29 Again, the observations may be made, first, that the context was competing claims by a trustee's execution creditor and trustee-in-bankruptcy, and not by a replacement trustee; and secondly, while reference was made to the circumstance that the lien was an equitable one, there does not appear to have been consideration of the characteristics of an equitable lien (and, in particular, that it is not possessory).
30 The next significant case appears to be Re Pauling's Settlement Trusts (No 2) [1963] Ch 576; [1963] 1 All ER 857. In that case Wilberforce J (as he then was) held that an order for the appointment of new trustees should not be made, inter alia on the ground that the old trustees were entitled to have security for their indemnity, and that to vest the trust fund in new trustees would deprive the old trustees of that security. His Lordship considered the possibility of appointing new trustees and leaving the question of vesting of the assets to be dealt with at a later at a stage, but concluded ([1963] 1 All ER 857, 863): "To appoint new trustees, and at the same time to leave another person not in the position of a trustee in the possession of the trust fund, would be to create a most undesirable situation".

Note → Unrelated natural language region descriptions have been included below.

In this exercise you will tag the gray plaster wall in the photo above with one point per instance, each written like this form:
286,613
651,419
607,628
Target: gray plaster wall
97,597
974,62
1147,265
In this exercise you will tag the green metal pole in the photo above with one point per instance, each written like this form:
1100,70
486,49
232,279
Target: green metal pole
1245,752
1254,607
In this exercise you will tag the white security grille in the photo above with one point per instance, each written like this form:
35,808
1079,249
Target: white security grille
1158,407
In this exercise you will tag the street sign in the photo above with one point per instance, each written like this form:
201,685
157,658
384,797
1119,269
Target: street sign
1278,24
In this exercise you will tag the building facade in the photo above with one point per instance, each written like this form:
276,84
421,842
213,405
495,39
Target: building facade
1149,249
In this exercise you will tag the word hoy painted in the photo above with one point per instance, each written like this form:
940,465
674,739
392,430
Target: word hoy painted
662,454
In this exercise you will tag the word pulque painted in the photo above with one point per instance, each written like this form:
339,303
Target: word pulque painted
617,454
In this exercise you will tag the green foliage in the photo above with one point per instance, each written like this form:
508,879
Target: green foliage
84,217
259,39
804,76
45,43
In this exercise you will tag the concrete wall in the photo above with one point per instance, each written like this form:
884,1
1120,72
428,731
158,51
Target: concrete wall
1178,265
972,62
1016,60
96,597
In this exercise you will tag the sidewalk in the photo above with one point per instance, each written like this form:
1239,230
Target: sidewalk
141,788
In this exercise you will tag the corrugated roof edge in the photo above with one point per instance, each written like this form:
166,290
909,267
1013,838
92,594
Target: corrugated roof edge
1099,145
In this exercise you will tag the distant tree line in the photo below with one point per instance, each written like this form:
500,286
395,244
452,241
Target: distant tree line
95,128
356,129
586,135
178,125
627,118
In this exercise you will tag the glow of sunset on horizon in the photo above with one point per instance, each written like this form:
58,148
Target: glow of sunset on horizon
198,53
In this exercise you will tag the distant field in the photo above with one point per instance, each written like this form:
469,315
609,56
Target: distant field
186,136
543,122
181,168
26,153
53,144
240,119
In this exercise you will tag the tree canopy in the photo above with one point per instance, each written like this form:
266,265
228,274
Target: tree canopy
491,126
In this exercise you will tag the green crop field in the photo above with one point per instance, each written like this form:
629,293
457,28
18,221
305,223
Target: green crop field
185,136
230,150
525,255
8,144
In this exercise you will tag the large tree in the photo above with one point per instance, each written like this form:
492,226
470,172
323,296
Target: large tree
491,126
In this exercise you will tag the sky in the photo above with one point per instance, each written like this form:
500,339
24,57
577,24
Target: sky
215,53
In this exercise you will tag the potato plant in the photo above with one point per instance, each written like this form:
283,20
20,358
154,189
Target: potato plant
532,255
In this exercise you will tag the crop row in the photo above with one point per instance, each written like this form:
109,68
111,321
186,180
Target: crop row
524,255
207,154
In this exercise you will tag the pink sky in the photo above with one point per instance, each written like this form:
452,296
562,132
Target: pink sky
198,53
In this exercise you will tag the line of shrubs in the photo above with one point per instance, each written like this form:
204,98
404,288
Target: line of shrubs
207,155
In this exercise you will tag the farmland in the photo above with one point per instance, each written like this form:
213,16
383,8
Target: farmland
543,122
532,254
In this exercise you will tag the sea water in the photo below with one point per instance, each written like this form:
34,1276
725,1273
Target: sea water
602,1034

31 With great respect, the suggestion that appointing new trustees and vesting the trust assets in them would deprive the old trustees of security for their indemnity is incorrect. The cases already referred to establish that the security survives and can be enforced against the trust assets in the hands of the new trustees at the suit of the old trustee: see the eighth proposition above (at [21]). Thus, while Re Pauling's Settlement Trusts (No 2) suggests that an outgoing trustee is entitled to insist on retaining the trust fund as against the new trustee as security for its indemnity, it appears to overlook the cases that hold that the security survives and is enforceable against the assets in the hands of the new trustee. However, as to the undesirability of a person not in the position of the trustee being in possession of the trust fund, in this case the appointment of a new trustee has already taken place out of Court, so that that position will pertain if the trust fund is not now vested in the new trustee.